Avec la téléconsultation, où le médecin ne touche pas le patient, ne se dirige-t-on pas vers une désincarnation croissante de la relation ?
GE : Je ne suis pas favorable à ce que toutes les consultations se déroulent en téléconsultation. Mais s’agissant d’un renouvellement d’ordonnance, par exemple, est-il nécessaire que le patient perde deux heures ou plus de son temps là où une téléconsultation lui prendrait une quinzaine de minutes avec son médecin traitant, qu’il revoit au demeurant régulièrement en consultation physique ? De ce point de vue chacun y est gagnant. Sans compter évidemment la solution que la téléconsultation apporte dans les déserts médicaux où elle procure au patient une chance d’être pris en charge, et plus rapidement. De fait il ne s’agit pas d’une pure et simple substitution. Tout est dans la mise en œuvre : si l’outil numérique remplace le médecin, il devient néfaste.
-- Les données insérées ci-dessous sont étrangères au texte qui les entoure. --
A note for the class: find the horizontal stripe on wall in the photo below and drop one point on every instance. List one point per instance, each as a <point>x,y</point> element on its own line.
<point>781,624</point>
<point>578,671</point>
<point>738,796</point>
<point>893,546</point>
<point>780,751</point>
Souvent, un écran s’interpose entre le médecin et son patient, y compris en consultation physique. Comment remédier à cet état de choses ?
GE : On peut, par exemple, recourir à la reconnaissance vocale plutôt qu’à l’utilisation du clavier. Le médecin dialogue avec son patient tout en le regardant : le logiciel interprète la voix et saisit automatiquement les données dans les bons champs. Les fournisseurs de solutions pourraient mettre à disposition des professionnels de santé des outils de ce type susceptibles de faciliter le dialogue direct avec le patient. Ces formules existent aux États-Unis où leur utilisation est en croissance exponentielle, alors qu’en France elles ne sont que peu utilisées, par exemple pour les comptes-rendus envoyés par un professionnel de santé à un correspondant. J’ajoute que la formation des professionnels de santé au numérique est ici essentielle. Outre d’acculturer les médecins à cette technologie, elle permet d’en identifier les aspects menaçant le colloque singulier. On doit ainsi pouvoir, dans une démarche organisée et sereine, trouver des solutions. Ainsi la création récente de l’Institut national de la e-Santé (Ines) — organisme privé présidé par Fabrice Denis, l’oncologue à l’origine de Moovcare justement et œuvrant pour la formation des professionnels de santé et la qualification des solutions numériques — doit-elle être saluée.
Propos recueillis par Bernard Maruani

* Guy Eiferman a été à la direction générale de MSD France, la direction internationale de la Joint Venture entre Merck & Co/ MSD et Schering Plough et la direction mondiale pour l'aire thérapeutique cardiovasculaire. Il a créé en 2014 et dirigé au plan mondial pendant quatre ans la filiale Services et Solutions digitales pour Merck / MSD . Il a créé l'enseignement intitulé « Digital Innovation and Solutions in Health Industry » dans le cadre d’un master à Sciences-Po Paris dont il est diplômé après ces études d'ingénieur en mathématiques appliquées à l’Ecole Centrale de Paris. Il est actuellement Partner auprès de Nextep.